Sources and Citations: some thoughts

The Gedcom standard handles simple citations quite well.

For published material, the source record contains fields for author, title, abbreviation and publication information. The source-citation allows any key-value pairs to be stored in the PAGE tag. This makes citations quite flexible.

For unpublished material, such as documents and artifacts, we can store a catalogue reference (call number) in a structure that points to a repository record. The repository is the physical location, such as an archive, where the source can be found.

Where it doesn’t work quite as well is for layered citations. There is a good article called Layered Citations Work Like Layered Clothing on the Evidence Explained website. I also found a video if anyone wants to look into this further. The same issue applies with applications such as Zotero.

In Gramps, we introduced an extra layer to handle large sources. This was a fixed two layer Citation-Source solution.
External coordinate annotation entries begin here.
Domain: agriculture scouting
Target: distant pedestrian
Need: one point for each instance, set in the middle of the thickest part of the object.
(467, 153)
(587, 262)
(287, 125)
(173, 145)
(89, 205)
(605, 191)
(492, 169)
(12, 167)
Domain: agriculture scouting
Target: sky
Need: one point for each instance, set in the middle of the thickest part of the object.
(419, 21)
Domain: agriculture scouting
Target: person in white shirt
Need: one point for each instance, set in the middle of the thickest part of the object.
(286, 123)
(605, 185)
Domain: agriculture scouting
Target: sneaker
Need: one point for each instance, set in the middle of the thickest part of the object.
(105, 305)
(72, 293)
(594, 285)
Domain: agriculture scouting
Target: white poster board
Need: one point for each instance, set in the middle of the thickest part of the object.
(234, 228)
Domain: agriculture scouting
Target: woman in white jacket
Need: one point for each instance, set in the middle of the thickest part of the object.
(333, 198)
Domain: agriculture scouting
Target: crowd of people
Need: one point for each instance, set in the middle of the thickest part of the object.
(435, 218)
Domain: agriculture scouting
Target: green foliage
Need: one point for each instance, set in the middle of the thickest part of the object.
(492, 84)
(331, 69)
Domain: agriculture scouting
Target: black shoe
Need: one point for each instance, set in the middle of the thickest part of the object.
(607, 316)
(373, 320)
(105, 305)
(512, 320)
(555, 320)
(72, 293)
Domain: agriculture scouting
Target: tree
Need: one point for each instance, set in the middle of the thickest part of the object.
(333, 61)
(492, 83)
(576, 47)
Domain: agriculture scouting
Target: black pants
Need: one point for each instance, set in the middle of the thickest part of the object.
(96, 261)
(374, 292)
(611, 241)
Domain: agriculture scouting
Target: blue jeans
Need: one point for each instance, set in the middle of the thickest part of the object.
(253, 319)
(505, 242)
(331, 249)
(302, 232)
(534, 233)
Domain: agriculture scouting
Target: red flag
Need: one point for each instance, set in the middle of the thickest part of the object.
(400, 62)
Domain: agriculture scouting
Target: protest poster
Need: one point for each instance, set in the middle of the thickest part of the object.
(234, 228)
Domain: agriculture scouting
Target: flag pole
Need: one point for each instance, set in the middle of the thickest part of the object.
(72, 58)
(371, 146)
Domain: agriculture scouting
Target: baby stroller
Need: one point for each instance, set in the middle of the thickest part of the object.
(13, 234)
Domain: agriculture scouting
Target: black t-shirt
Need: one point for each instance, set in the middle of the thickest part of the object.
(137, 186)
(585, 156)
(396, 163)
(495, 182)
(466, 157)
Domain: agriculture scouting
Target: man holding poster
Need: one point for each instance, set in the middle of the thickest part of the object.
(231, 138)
It doesn’t help with three layer (or more) citations, and doesn’t provide a neat way of recording single layer citations.

A solution to this would be to allow multiple layers of sources. A citation would become a source layer. Each layer should be able to store key-value pairs to use in a formatted citation.

Such a solution would obviously need a different way of producing formatted citations. At the moment, we only use the Gedcom fields. Creating citation formatter plugins would seem like the way to go here. We could write a default formatter for Gedcom fields, another that uses templates, and perhaps another that generates Chicago Manual of Style compatible citations. I have already experimented with this and it works quite well.

5 Likes

I really like the idea of a citation formatting service with plugins for different styles.

5 Likes

I like that idea, in particular the template one. My sources and my citations are standardized (my own standard :wink: ) and a template I could use a way it recognize fields to dispatch them like I want could be very cool.

Something like some reports where we could choose fields with %something (%a, %A, 
) or using regex.

For example:

That citation of a civil register (the 2nd source above the citation) if it were transformed into a 3rd layer source, could look like the first source line, which is that of a death certificate among the civil registers:

image

Using something like a regex and a %field like this:

  • from source title: ^(.*, )
  • from citation date: %d
  • from citation page: ^\d{1,4}\. Acte de (.*)\. (.*)$

which could be reformated with a formula like this one: S:($1), C:($1). C:%d; C:($2); C:($3)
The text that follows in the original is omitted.